What is the role of epistemic communities in shaping local environmental policy? Managing environmental change through planning and greenspace in Fukuoka City, Japan.

What is the role of epistemic communities in shaping local environmental policy? Managing environmental change through planning and greenspace in Fukuoka City, Japan.

Mabon, Leslie;Shih, Wan-Yu;Kondo, Kayoko;Kanekiyo, Hiroyuki;Hayabuchi, Yuriko;
Geoforum; journal of physical, human, and regional geosciences 2019 Vol. 104 pp. 158-169
331
mabon2019whatgeoforum

Abstract

This paper evaluates the role of epistemic communities in shaping local environmental policy, through the case of management of environmental change through planning and greenspace in Fukuoka City, Japan. Amidst increasing global interest in the role of evidence-based policy and urban science in responding to environmental issues in cities, Fukuoka is distinctive. Locally-situated scholars in Fukuoka have, for several decades, sought to shape local responses to environmental change by influencing policy for the built environment and greenspace. Through analysis of scholarly outputs produced by scholars working at universities and research institutes within Fukuoka and policy documentation produced by the city government, we characterise the development of Fukuoka's urban environmental change epistemic community.

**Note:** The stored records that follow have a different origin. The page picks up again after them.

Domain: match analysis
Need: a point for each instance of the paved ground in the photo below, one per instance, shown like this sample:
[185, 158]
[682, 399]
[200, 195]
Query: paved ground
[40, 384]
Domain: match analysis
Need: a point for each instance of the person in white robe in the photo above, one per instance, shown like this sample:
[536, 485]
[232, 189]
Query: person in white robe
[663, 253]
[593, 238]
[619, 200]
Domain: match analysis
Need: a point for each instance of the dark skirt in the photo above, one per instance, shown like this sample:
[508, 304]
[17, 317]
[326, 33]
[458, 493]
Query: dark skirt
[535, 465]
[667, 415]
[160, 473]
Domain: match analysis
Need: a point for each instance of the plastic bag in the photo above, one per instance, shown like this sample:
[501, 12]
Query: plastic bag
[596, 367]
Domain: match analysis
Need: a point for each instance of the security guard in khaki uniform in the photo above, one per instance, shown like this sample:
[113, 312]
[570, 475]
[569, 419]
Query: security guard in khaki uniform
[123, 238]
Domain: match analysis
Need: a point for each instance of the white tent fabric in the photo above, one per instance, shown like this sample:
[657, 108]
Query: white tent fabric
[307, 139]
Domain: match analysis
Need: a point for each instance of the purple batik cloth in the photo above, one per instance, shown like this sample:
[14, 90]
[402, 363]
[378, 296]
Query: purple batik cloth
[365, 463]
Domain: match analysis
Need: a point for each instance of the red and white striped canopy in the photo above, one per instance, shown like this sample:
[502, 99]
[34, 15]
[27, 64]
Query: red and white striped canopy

We suggest that built environment and greenspace policy to respond to environmental change in Fukuoka has been shaped by an epistemic community in three ways. These are: (a) a common belief in techno-scientific evidence derived from empirical observation; (b) a shared interest in urban planning and greenspace as a vehicle for realising change; and (c) a common normative concern with citizen wellbeing, rooted in negative historical experiences with pollution. We argue that policy formation driven by scholarly expertise in cities may have a greater chance of taking root if there is a favourable historical context of locally-led environmental science research, personal investment of the epistemic community members in the city, and regular dialogue between the epistemic community and wider society in the city. We conclude that a strong and reflexive epistemic community, working in collaboration with environmental and civil society actors, is important in understanding an appropriate response to current urban environmental challenges.